No entanto, dissertar sobre Coringa sem
enaltecer o desempenho cênico de Joaquin Phoenix é impossível. Desde as mínimas
feições até uma completa entrega física que se salienta na perca de peso (23 kg,
para ser exato) em um curto espaço de tempo, a performance transparece com
enorme fidelidade a angústia existencial do personagem, seja em suas constantes
expressões amarguradas, seja no habitual modo torto de se caminhar. Pontuada
por trejeitos, a atuação corrobora a análise comportamental ministrada pelo
roteiro, o que se sobressai nas corridas desengonçadas de Arthur simbolizando
sua deslocação social, e na cabeça dependurada que delineia uma personalidade
oprimida e acuada. Da mesma maneira, destaca-se o furor e o regozijo da
persona, além, é claro, dos infames segmentos em que Fleck tem crises de riso,
mescladas a soluços e choro, mesmo tomado por sentimentos contrários; são
passagens que requerem imensa devoção, destreza e legitimidade, afinal, o
cineasta tem que atuar fazendo algo e, ao mesmo tempo, transmitir emoções
completamente opostas, ademais da difícil tarefa de ludibriar o espectador a
crer que aquilo não se trata de simples encenação, e Phoenix o faz com primor.

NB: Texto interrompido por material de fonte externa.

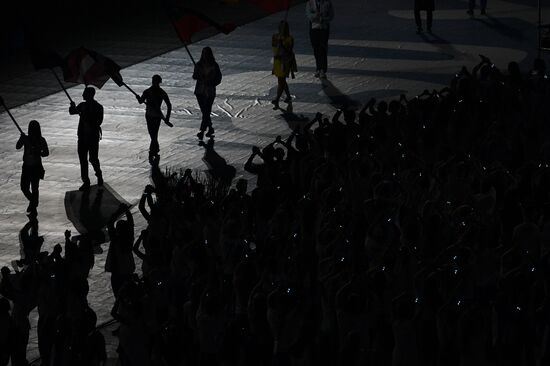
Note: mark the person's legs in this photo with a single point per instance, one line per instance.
(205, 104)
(153, 126)
(323, 49)
(94, 160)
(209, 101)
(83, 158)
(25, 184)
(35, 183)
(287, 92)
(417, 19)
(483, 5)
(281, 85)
(315, 39)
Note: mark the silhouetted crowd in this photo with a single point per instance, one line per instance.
(414, 232)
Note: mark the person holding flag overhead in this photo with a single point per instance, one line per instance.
(208, 75)
(89, 134)
(35, 148)
(153, 98)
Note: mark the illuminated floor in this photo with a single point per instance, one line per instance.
(376, 55)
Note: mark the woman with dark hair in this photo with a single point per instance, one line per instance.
(208, 75)
(35, 148)
(284, 61)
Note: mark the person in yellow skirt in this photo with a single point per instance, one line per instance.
(284, 61)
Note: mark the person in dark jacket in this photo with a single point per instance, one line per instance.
(153, 98)
(35, 148)
(319, 13)
(428, 6)
(89, 134)
(208, 75)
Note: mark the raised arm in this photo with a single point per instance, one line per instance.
(73, 109)
(145, 197)
(21, 142)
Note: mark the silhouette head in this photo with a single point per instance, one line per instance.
(34, 130)
(4, 305)
(242, 186)
(349, 115)
(156, 80)
(207, 55)
(5, 271)
(88, 94)
(283, 28)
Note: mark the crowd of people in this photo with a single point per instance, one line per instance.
(414, 232)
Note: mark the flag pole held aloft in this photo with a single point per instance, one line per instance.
(11, 116)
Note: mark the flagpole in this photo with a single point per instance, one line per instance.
(61, 84)
(11, 116)
(189, 53)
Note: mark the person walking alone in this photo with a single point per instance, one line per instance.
(428, 6)
(319, 13)
(89, 134)
(284, 61)
(35, 148)
(153, 98)
(208, 75)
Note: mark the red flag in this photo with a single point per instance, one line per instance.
(87, 67)
(272, 6)
(190, 22)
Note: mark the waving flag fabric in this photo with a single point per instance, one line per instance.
(88, 67)
(45, 58)
(194, 20)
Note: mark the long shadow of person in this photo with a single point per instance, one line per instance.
(337, 98)
(217, 166)
(30, 243)
(91, 210)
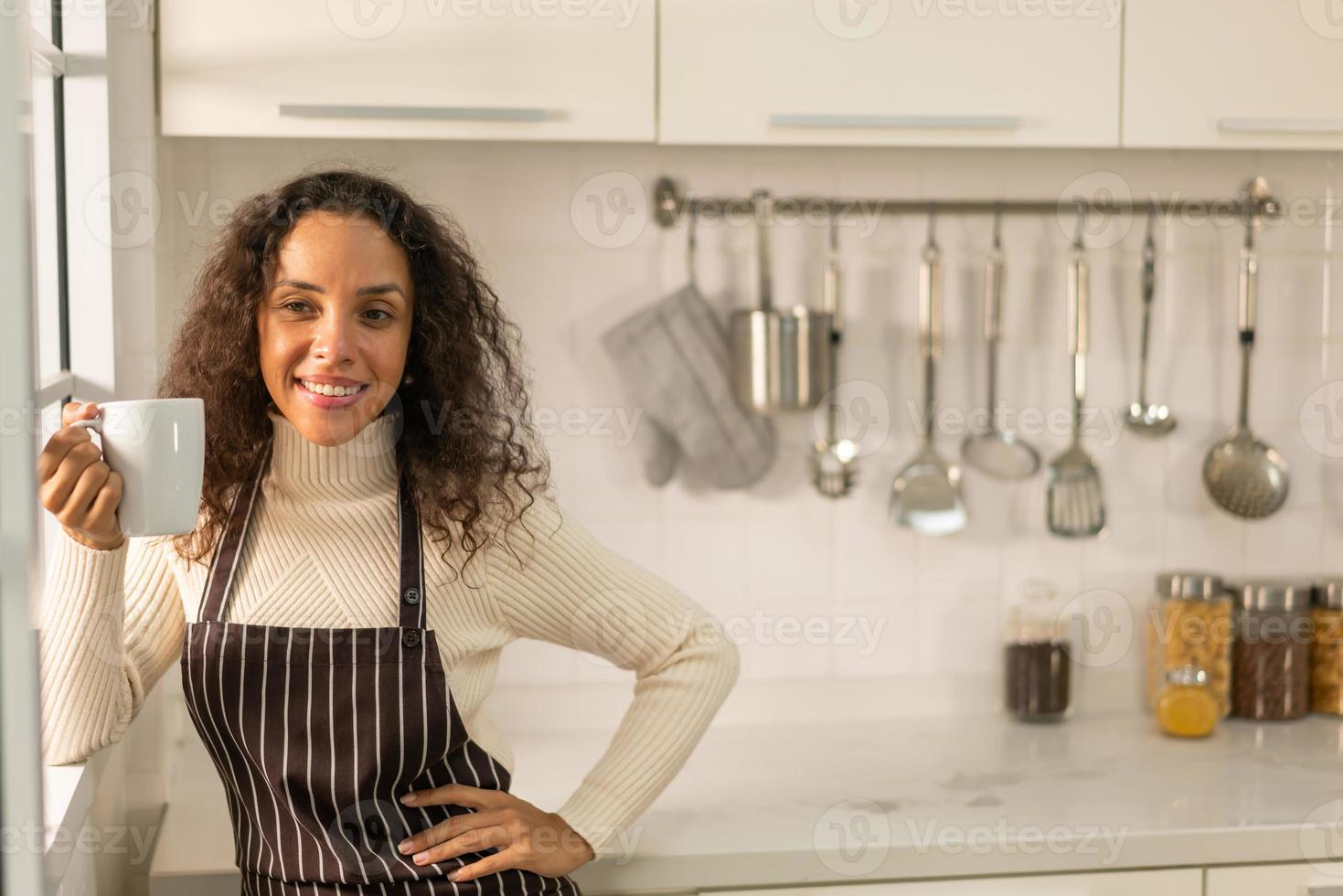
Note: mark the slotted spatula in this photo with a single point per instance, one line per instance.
(1074, 504)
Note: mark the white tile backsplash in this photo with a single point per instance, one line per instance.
(778, 551)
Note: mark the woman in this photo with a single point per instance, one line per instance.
(361, 386)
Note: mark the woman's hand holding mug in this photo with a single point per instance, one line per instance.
(77, 485)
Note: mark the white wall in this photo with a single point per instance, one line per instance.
(778, 549)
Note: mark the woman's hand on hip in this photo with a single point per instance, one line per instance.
(527, 837)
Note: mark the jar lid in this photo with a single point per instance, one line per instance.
(1328, 592)
(1186, 676)
(1190, 586)
(1272, 594)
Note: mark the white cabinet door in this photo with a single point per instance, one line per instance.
(1249, 74)
(465, 69)
(890, 73)
(1322, 879)
(1185, 881)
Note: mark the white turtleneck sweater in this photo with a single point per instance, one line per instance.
(321, 551)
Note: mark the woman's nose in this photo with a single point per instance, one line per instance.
(335, 338)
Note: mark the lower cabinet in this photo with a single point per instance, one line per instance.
(1307, 879)
(1182, 881)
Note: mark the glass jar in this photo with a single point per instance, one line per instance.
(1271, 673)
(1036, 656)
(1327, 647)
(1190, 624)
(1188, 707)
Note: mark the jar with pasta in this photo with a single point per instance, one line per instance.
(1190, 624)
(1327, 647)
(1271, 675)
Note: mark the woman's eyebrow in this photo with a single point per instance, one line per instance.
(363, 291)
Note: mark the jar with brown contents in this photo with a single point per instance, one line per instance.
(1190, 624)
(1036, 657)
(1271, 673)
(1327, 647)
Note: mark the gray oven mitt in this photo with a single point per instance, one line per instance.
(675, 363)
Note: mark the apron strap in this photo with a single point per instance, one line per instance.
(220, 579)
(410, 598)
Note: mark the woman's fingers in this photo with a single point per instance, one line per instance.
(469, 841)
(489, 865)
(458, 795)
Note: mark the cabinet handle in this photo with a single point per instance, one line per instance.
(899, 123)
(1280, 125)
(429, 113)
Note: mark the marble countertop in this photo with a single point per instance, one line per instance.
(781, 804)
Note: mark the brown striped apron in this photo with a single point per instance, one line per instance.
(317, 732)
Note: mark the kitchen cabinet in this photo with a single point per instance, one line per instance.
(443, 69)
(1317, 879)
(1208, 73)
(1182, 881)
(922, 73)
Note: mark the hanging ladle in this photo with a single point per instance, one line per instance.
(834, 458)
(997, 452)
(1143, 418)
(1242, 475)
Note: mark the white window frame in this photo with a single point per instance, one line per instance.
(97, 163)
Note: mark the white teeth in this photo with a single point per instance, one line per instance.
(326, 389)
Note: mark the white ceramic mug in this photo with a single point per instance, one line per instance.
(157, 446)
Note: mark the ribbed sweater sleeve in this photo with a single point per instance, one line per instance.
(112, 624)
(560, 584)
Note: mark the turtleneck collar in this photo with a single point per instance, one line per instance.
(357, 468)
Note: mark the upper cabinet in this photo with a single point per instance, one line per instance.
(453, 69)
(890, 73)
(1233, 74)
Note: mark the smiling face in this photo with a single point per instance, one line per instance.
(336, 320)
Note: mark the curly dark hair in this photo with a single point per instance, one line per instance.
(464, 357)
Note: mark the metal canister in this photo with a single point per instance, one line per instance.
(781, 357)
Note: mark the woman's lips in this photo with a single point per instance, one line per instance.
(329, 400)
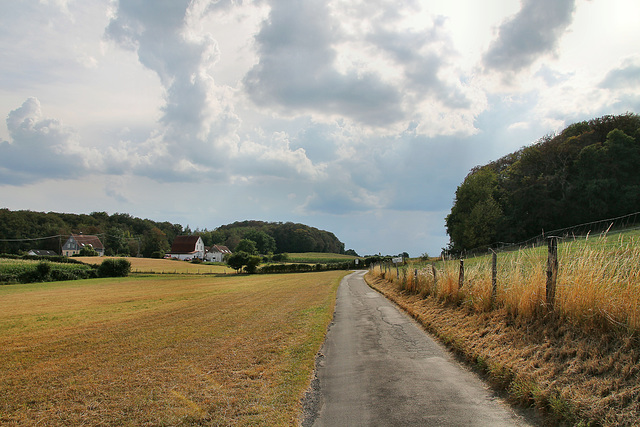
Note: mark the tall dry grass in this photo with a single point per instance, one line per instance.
(598, 282)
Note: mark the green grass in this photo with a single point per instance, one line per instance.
(162, 350)
(25, 271)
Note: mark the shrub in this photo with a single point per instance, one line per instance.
(114, 268)
(43, 271)
(281, 257)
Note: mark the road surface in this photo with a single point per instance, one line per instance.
(379, 368)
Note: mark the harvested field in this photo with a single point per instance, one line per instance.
(165, 266)
(168, 350)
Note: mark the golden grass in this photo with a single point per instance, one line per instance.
(575, 375)
(598, 282)
(165, 266)
(168, 350)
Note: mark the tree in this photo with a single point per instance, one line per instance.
(237, 260)
(115, 242)
(248, 246)
(154, 240)
(265, 244)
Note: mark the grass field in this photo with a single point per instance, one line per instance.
(165, 266)
(598, 283)
(162, 350)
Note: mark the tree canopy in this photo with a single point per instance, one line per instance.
(586, 173)
(124, 234)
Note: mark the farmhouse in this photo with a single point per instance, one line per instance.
(76, 242)
(187, 248)
(216, 253)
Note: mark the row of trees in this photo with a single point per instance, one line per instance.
(274, 237)
(123, 234)
(586, 173)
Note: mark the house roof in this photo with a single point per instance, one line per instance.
(184, 244)
(86, 239)
(220, 248)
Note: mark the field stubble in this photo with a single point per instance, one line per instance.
(234, 350)
(580, 363)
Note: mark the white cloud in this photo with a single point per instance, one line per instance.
(533, 32)
(356, 115)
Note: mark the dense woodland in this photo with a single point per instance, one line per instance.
(124, 234)
(588, 172)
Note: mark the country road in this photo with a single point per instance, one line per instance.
(379, 368)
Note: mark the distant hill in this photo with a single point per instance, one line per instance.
(278, 237)
(121, 233)
(590, 171)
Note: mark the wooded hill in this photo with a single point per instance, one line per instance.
(124, 234)
(588, 172)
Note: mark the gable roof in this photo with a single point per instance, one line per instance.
(184, 244)
(86, 239)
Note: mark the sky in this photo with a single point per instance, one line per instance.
(360, 117)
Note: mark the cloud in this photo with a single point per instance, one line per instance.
(533, 32)
(626, 76)
(40, 148)
(296, 71)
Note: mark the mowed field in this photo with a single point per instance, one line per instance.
(163, 350)
(165, 266)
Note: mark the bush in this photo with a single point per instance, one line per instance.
(281, 257)
(114, 268)
(43, 271)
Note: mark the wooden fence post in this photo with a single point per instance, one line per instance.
(435, 278)
(552, 271)
(494, 277)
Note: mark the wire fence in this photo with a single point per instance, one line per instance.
(608, 226)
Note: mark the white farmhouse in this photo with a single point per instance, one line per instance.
(216, 253)
(187, 248)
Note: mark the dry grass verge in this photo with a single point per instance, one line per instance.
(181, 350)
(576, 376)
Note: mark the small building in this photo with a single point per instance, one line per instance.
(41, 252)
(216, 253)
(187, 248)
(77, 242)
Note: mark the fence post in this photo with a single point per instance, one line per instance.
(435, 278)
(552, 271)
(494, 277)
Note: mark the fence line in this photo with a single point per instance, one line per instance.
(599, 281)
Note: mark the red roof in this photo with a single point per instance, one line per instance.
(184, 244)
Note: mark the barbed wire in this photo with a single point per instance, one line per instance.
(601, 227)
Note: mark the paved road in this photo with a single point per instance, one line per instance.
(381, 369)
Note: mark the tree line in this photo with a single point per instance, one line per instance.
(587, 172)
(123, 234)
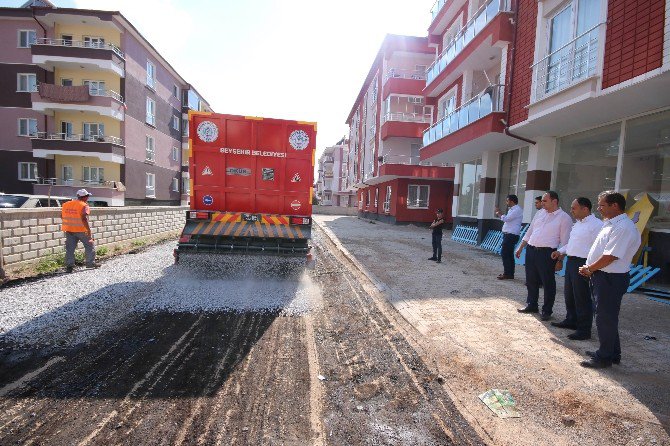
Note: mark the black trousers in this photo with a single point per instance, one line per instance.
(540, 270)
(578, 302)
(608, 290)
(507, 253)
(437, 245)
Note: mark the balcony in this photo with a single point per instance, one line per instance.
(569, 65)
(468, 131)
(111, 192)
(49, 98)
(106, 148)
(474, 43)
(70, 54)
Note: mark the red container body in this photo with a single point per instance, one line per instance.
(250, 164)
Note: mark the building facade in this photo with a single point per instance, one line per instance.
(386, 125)
(90, 103)
(575, 97)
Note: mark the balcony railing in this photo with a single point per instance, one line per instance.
(79, 137)
(399, 73)
(571, 63)
(407, 117)
(475, 25)
(488, 101)
(437, 6)
(80, 44)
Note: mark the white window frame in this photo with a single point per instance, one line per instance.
(28, 39)
(32, 169)
(387, 200)
(150, 148)
(150, 117)
(27, 122)
(416, 204)
(28, 89)
(151, 75)
(150, 185)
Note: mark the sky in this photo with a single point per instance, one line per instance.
(291, 59)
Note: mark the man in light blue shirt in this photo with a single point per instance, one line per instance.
(511, 230)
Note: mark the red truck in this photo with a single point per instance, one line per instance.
(251, 185)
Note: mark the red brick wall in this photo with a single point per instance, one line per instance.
(634, 41)
(525, 49)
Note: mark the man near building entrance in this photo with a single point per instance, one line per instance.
(548, 231)
(608, 266)
(76, 228)
(578, 304)
(437, 226)
(511, 230)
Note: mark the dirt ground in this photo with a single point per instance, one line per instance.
(468, 330)
(345, 372)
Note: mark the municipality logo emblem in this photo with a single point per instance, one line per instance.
(299, 139)
(208, 131)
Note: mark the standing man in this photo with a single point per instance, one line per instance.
(578, 304)
(511, 230)
(608, 266)
(548, 231)
(437, 226)
(76, 228)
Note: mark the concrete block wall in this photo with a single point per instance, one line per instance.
(28, 234)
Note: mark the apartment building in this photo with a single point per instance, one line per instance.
(386, 125)
(88, 102)
(566, 95)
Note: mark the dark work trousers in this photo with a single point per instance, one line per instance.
(608, 289)
(437, 245)
(540, 270)
(507, 253)
(578, 303)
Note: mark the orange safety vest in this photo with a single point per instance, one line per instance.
(72, 211)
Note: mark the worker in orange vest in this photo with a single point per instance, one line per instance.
(76, 228)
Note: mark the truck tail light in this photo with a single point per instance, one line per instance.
(300, 220)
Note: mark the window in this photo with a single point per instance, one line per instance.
(95, 88)
(468, 200)
(26, 82)
(151, 185)
(150, 149)
(151, 75)
(94, 131)
(151, 112)
(94, 42)
(387, 200)
(27, 127)
(417, 196)
(28, 171)
(27, 37)
(93, 175)
(512, 177)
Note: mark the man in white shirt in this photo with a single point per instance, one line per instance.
(511, 230)
(578, 303)
(608, 266)
(547, 232)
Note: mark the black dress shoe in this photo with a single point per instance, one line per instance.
(593, 355)
(577, 336)
(594, 363)
(528, 310)
(564, 324)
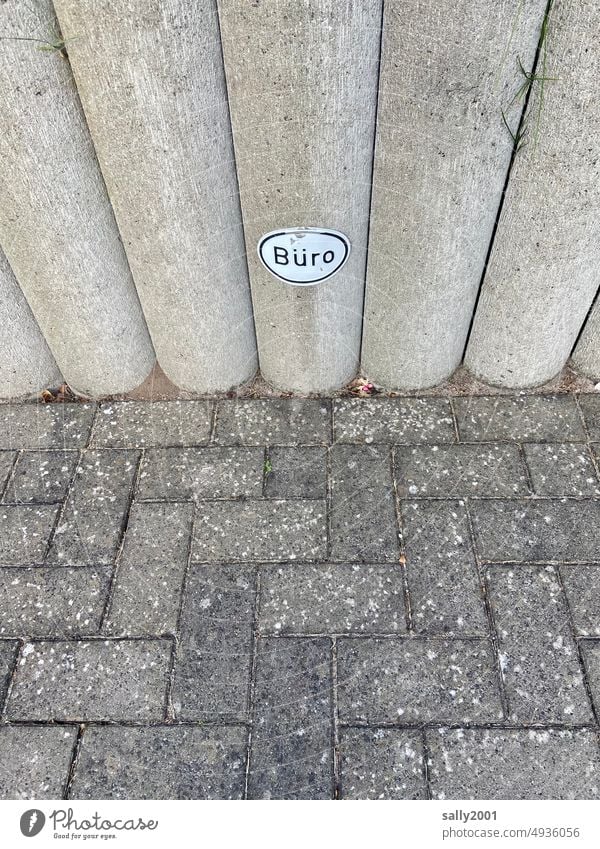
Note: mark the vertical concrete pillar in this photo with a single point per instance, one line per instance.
(448, 70)
(56, 224)
(543, 269)
(150, 76)
(302, 79)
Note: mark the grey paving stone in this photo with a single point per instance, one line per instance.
(196, 473)
(212, 673)
(513, 764)
(113, 680)
(393, 420)
(52, 602)
(443, 582)
(147, 592)
(144, 424)
(382, 763)
(362, 515)
(543, 531)
(524, 418)
(161, 763)
(538, 655)
(417, 680)
(292, 751)
(296, 473)
(35, 761)
(260, 530)
(332, 598)
(277, 421)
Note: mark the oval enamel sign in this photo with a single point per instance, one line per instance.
(303, 256)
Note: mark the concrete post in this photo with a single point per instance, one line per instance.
(543, 270)
(302, 79)
(151, 81)
(441, 158)
(56, 224)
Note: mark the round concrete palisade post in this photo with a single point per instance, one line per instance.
(150, 77)
(56, 223)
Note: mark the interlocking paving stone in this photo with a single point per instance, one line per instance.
(393, 420)
(382, 763)
(55, 601)
(282, 421)
(443, 582)
(362, 515)
(196, 473)
(292, 755)
(212, 673)
(260, 530)
(416, 680)
(513, 764)
(147, 593)
(161, 763)
(538, 655)
(35, 761)
(332, 598)
(537, 530)
(99, 680)
(525, 418)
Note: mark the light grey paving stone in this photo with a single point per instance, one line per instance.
(195, 473)
(444, 585)
(393, 420)
(538, 656)
(332, 598)
(212, 673)
(149, 580)
(416, 680)
(161, 762)
(35, 761)
(52, 601)
(112, 680)
(144, 424)
(292, 751)
(524, 418)
(382, 763)
(362, 515)
(260, 530)
(274, 421)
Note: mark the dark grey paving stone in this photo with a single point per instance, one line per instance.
(52, 602)
(543, 531)
(382, 763)
(260, 530)
(513, 764)
(148, 585)
(444, 585)
(362, 516)
(112, 680)
(161, 763)
(275, 421)
(393, 420)
(292, 751)
(417, 680)
(538, 655)
(35, 761)
(524, 418)
(332, 598)
(296, 473)
(212, 673)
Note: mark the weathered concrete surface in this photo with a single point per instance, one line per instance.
(441, 158)
(151, 81)
(542, 275)
(56, 224)
(302, 80)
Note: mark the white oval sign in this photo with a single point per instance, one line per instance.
(303, 256)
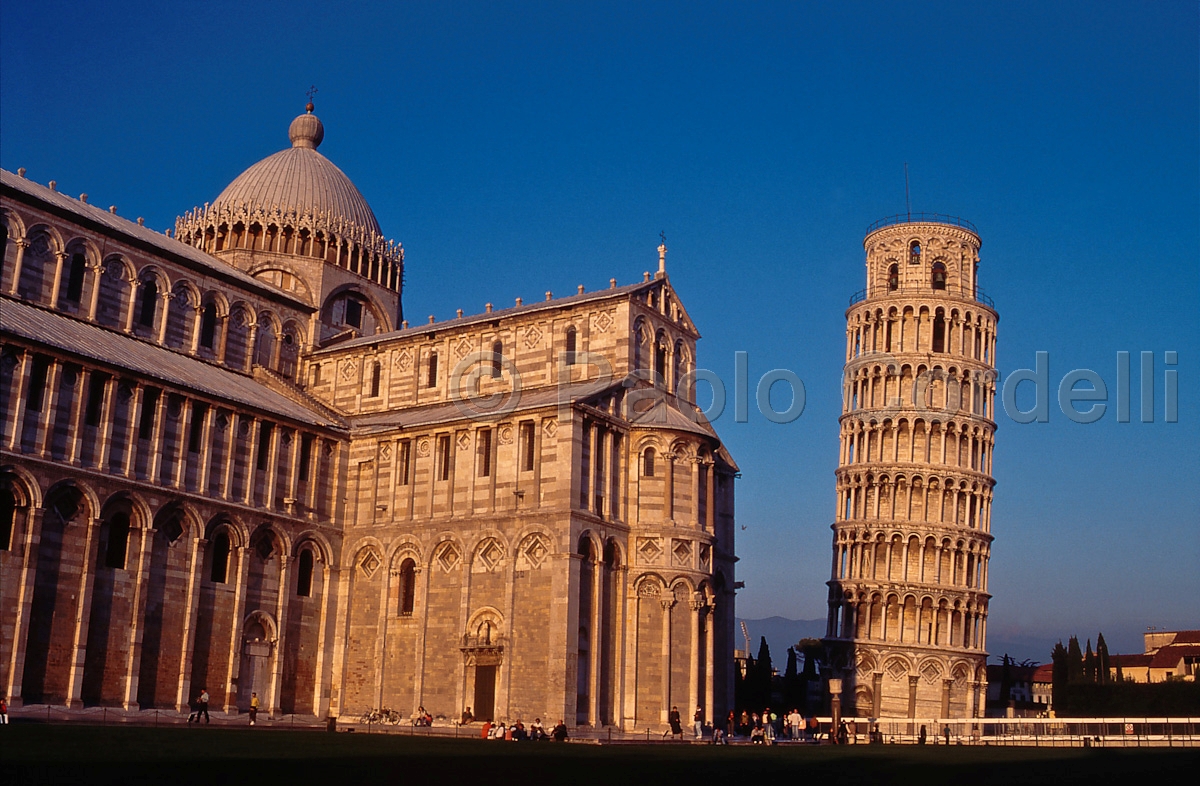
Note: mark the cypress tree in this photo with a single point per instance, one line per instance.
(1102, 661)
(1059, 658)
(1074, 663)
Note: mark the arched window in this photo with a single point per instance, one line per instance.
(75, 277)
(407, 587)
(940, 330)
(149, 305)
(7, 517)
(939, 279)
(220, 561)
(304, 574)
(660, 358)
(209, 325)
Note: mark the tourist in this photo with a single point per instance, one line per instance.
(676, 723)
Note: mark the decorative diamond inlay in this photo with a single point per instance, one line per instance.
(534, 552)
(448, 557)
(648, 550)
(369, 564)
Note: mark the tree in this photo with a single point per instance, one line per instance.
(1006, 679)
(1102, 661)
(1060, 677)
(1074, 663)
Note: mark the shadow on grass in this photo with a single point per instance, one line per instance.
(47, 754)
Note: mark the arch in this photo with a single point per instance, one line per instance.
(571, 345)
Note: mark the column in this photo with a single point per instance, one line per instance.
(709, 617)
(711, 498)
(42, 443)
(694, 660)
(669, 497)
(22, 244)
(190, 612)
(78, 405)
(665, 654)
(281, 619)
(239, 593)
(19, 393)
(597, 641)
(137, 628)
(83, 616)
(24, 604)
(205, 459)
(59, 258)
(154, 463)
(131, 431)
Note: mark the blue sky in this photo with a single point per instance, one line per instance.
(517, 148)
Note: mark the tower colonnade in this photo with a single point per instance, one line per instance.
(912, 529)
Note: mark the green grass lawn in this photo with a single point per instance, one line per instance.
(53, 754)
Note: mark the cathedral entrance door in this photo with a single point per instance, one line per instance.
(255, 675)
(485, 691)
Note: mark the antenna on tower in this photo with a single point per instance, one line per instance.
(907, 204)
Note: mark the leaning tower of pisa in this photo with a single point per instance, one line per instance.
(912, 533)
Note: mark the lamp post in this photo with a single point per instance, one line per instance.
(834, 707)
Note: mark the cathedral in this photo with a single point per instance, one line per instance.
(228, 462)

Impreterivelmente, convém frisar a transmutação de Arthur em Coringa e as
drásticas mudanças correntes, estas que influenciam diretamente a forma do
personagem andar, passando a ser mais ereta e imponente, e seu comportamento
como um todo que exprime, finalmente, a alma de um homem liberto e em
conformidade consigo mesmo.
Em relação à cenografia, Gotham é enfatizada
como uma conturbada personagem. Muito além de um simples palco, a cidade ganha
vida materializando uma sociedade doentia e polarizada, esta repleta de ódio,
violência e apatia, elementos que, entre as diversas abordagens do filme,
sintetizam uma cáustica alusão a contemporaneidade, onde se vive uma era
desprovida de amor, gentileza, solidariedade e complacência. Ademais, esse
caráter é personificado até em esfera política, esta usada como intermédio para
pautas vinculadas à corrupção, segregação de classes, injustiça social e
negligência de Estado. Visualmente, tal espírito ignóbil é retratado no formato
de ambientes caóticos, escuros, cinzentos, sórdidos e esfumaçados. No mais,
cabe ressaltar que o longa, frente aos famigerados temas debatidos, acarreta a
repulsa de um determinado público que condena o tom adotado e, principalmente,
a violência não estilizada. Contudo, é interessante sublinhar que tais
alegações são fundamentadas no espanto perante a verossimilhança assistida em
tela e a postura de impassibilidade dos mesmos respaldada na ignorância autoindulgente
como mecanismo de defesa para uma não aceitação da realidade.
A propósito, a violência gráfica e explícita da
obra é recrutada somente em momentos concisos, exercendo impacto sobre o
assistente em função da inserção abrupta, o contexto em que são inoculadas e a
ausência de plumas em sua montagem. Em contrapartida, o humor, convocado com
bastante pontualidade, serve como refrigério bem-vindo ao advir e preceder
sequências mais densas; é uma comicidade ardilosa, que deixa o espectador
nervoso e sentindo-se culpado. Além do flerte com a comédia, a película
igualmente se aventura por outros gêneros, fazendo-o com imane êxito.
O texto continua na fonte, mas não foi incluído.